La obsesión de Moisés por Silvia y sus hijos le ha llevado a tatuarse los tres nombres en brazos y pecho. Ahora, la mayor también está siendo acosada por el monstruo. Le ha enviado mensajes en los que le dice que piensa en sus senos y que se masturba con ella. Tiene 17 años. La herida sicológica, el tener la policía detrás y los continuos cambios de casa han hecho mella en la menor que ha sido blanco de críticas entre compañeros en el colegio y el autobús. «Le han llamado gorda, le han pegado chicles. Tuve que cambiarle de centro», dice su madre.
    
Muchos, al saber de su historia, le han dicho a Silvia que «tiene un ángel» para haber podido sobrevivir a todo eso. «Uno no, una procesión he debido de tener para seguir viva». Un insensato sentimiento de culpa le martillea la cabeza. «No he hecho nada, solo me enamoré de una persona que no vi que era malo». Esta mujer de enormes ojos negros y 38 años dice que, de no ser por Carlos y de no ser por sus hijos, ya se habría suicidado. «No estoy loca, pero no sabes cómo es vivir durante 16 años con un hombre que no sabes cómo va a entrar por la puerta de casa. No sabes la de veces que he tenido que salir por el monte corriendo con mi niña en brazos para que no nos pillase». Silvia se inventaba cuentos que explicasen sus huidas nocturnas del monstruo.

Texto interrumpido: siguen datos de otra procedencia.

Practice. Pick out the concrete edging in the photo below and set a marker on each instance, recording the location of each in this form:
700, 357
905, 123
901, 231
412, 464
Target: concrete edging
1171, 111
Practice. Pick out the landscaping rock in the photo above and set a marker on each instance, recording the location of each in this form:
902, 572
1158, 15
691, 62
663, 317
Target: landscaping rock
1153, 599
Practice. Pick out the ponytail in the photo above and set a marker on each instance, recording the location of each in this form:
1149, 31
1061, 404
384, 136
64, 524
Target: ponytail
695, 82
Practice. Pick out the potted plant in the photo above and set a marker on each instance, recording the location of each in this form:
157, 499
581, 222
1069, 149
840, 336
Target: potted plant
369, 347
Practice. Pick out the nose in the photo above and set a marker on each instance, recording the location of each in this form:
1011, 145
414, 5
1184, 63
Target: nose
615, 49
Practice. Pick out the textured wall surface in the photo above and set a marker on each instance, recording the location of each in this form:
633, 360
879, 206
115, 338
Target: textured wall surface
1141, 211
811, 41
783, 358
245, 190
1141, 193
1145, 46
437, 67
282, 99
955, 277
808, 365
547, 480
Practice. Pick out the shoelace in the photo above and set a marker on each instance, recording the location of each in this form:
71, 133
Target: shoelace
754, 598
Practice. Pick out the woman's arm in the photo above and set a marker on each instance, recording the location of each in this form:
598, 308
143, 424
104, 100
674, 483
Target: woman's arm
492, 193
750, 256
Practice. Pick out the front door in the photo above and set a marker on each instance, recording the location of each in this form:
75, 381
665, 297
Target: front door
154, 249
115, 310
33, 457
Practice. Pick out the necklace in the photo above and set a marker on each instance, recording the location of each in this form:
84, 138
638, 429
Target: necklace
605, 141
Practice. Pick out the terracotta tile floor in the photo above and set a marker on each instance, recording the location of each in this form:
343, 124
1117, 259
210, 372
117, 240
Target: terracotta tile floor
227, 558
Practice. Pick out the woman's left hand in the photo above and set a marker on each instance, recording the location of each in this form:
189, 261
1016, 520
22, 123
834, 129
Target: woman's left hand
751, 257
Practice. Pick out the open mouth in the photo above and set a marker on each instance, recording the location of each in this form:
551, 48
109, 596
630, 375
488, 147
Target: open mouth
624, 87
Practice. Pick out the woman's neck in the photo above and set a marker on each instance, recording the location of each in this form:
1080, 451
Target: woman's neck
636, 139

Ideó juegos en voz baja en los que regalaba a la niña dos caramelos si no les oía Moisés. Y aun habiendo luchado y sufrido tanto, la culpa no se le borra. «Te sientes culpable y la sociedad te humilla más», asegura.
 
La madre de Moisés, aquella mujer a la que se entregó la custodia de sus dos hijos, también la acosa. Silvia para un momento el relato para sacar el móvil. Muestra una serie de mensajes que le manda su exsuegra a través del Facebook insultándola y son recientes. En lugar de foto de la mujer, aparece un emoticono sonriente, que hace que todo tenga un punto ridículo. «Eso lo ha puesto Carlos –se disculpa Silvia–. Lo hizo para quitarle hierro».

Silvia cuenta que Moisés tenía relaciones sexuales con su madre. «Cuando yo le daba el pecho a Paula eso a él le ponía. Entonces tenía relaciones con ella». A veces le obligaba a estar presente. También lo hacía para demostrar su hombría contratando prostitutas. «Quédate para que veas cómo me follo a las cinco», le ordenaba. Es un auténtico obseso. Además de los nombres de sus hijos y de Silvia, compañeros de cárcel tatuaron a Moisés tres lágrimas negras bajo un ojo y un enorme pene en un lado de la cabeza.

El lunes, mientras todos los periodistas seguían el juicio a por la violación en sanfermines, Silvia tenía un nuevo juicio contra Moisés. Tiene prohibido ponerse en contacto con ella, pero le había llamado y enviado mensajes más de cien veces. El abogado del maltratador defendía que llamaba a su hija, con quien no tiene una orden de alejamiento. El fiscal lo desmontó pronto. Las llamadas se realizaban a las tres o las seis de la mañana, probablemente cuando estaba borracho o drogado. Moisés debió ponerse como loco a través de la videoconferencia. Tuvieron que bajar la voz del televisor para que no se le escuchase dar voces, porque no callaba. Con suerte, le caerán otros nueve meses de cárcel. Silvia dormirá un poquito otra vez. Ningún periodista se interesó por ese juicio. Las víctimas de violencia de género solo son noticia cuando mueren.